Asian Tofu (2012) was more than a guide to making tofu, as Nguyen included buying guides, as well as tips on selecting ready-made tofu. Her recipes featured both vegetarian and meat dishes, which could use either homemade or store-bought tofu and was noted as an "essential" guide. With The Banh Mi Handbook (2014), Nguyen added another layer to her history of cooking in Vietnam, showing how the marriage of French colonial staples, such as the baguette were combined with Asian pâtés, barbecue and pickles to create a "delightful balance of tastes and textures".

Her 2017 book The Pho Cookbook explores variants in the dish, noting that traditionally pho was a simple, rustic soup, which mirrored the sensibility of Hanoi.
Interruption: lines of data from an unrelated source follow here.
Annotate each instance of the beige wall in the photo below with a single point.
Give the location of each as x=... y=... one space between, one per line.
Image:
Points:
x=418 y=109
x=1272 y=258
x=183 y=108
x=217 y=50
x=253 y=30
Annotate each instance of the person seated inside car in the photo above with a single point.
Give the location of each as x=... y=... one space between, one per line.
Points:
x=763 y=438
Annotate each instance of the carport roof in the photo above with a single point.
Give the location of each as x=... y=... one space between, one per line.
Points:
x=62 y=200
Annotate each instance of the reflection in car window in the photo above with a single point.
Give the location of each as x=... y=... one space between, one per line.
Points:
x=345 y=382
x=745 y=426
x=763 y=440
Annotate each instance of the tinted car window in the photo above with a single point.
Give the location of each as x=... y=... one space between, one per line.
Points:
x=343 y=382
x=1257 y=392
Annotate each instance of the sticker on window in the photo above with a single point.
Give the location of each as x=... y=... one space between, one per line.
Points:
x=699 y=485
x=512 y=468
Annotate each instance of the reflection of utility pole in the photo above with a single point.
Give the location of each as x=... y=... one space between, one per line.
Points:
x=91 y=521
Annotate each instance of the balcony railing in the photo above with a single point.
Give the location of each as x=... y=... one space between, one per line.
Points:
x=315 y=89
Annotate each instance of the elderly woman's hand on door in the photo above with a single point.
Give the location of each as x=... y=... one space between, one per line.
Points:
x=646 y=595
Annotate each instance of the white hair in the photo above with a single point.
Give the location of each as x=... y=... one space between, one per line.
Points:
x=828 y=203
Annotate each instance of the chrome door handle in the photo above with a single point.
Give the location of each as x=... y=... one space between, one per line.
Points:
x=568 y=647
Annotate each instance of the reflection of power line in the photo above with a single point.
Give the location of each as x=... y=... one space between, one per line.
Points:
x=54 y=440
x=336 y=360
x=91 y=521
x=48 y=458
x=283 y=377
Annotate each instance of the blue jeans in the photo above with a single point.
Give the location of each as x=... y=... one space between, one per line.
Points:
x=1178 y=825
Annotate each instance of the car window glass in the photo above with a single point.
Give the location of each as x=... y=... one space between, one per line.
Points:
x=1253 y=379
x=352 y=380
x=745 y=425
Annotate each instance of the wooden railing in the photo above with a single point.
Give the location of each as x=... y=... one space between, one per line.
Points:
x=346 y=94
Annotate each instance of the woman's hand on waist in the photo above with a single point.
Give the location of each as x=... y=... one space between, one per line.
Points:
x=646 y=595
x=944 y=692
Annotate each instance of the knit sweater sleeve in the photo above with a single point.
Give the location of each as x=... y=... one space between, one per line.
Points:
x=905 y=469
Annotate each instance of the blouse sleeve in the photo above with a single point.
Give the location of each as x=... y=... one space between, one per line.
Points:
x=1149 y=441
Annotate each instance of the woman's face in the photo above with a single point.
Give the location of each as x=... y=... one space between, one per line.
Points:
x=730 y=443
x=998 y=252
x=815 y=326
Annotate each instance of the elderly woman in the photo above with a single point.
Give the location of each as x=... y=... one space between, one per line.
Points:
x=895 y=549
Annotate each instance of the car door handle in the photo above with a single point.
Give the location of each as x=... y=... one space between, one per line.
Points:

As it made its way southward toward Saigon, the dish became sweeter and spicier and more cosmopolitan, with custom additions of sauces and herbs, representing the more capitalist influences of the commercialized south. In 2018, Nguyen won a James Beard Award (Single Subject) for The Pho Cookbook.

Vietnamese Food Any Day (2019) presented recipes, techniques, and know-how to cooks to prepare dishes from American supermarket ingredients. No Asian market shopping was required. It has become the go-to cookbook for many people who crave Vietnamese food and want to fit it into their repertoire any day of the week.

===Plant-based cooking===
Following the release of Vietnamese Food Any Day, Nguyen suffered a midlife, menopause-related health scare. She thus retooled her diet and lifestyle to focus on plant-based cooking, which is basis of traditional Vietnamese cooking. The result of her pivot resulted in Ever-Green Vietnamese: Super-Fresh Recipes, Starring Plants from Land and Sea,(2024). In 2024, Ever-Green Vietnamese: Super-Fresh Recipes, Starring Plants from Land and Sea, was nominated for a James Beard Award (Vegetable-Focused Cooking). It also won an International Association of Culinary Professional award (best photography and styling).

==Additional work==
Nguyen also collaborates with others. She co-founded the podcast Everything Cookbooks and is working on "Cooking Thai" with multi-Michelin star chef Pim Techamuanvivit, to be released in 2026.

Nguyen is a recognized authority on Asian cuisines and has taught cooking classes throughout the United States.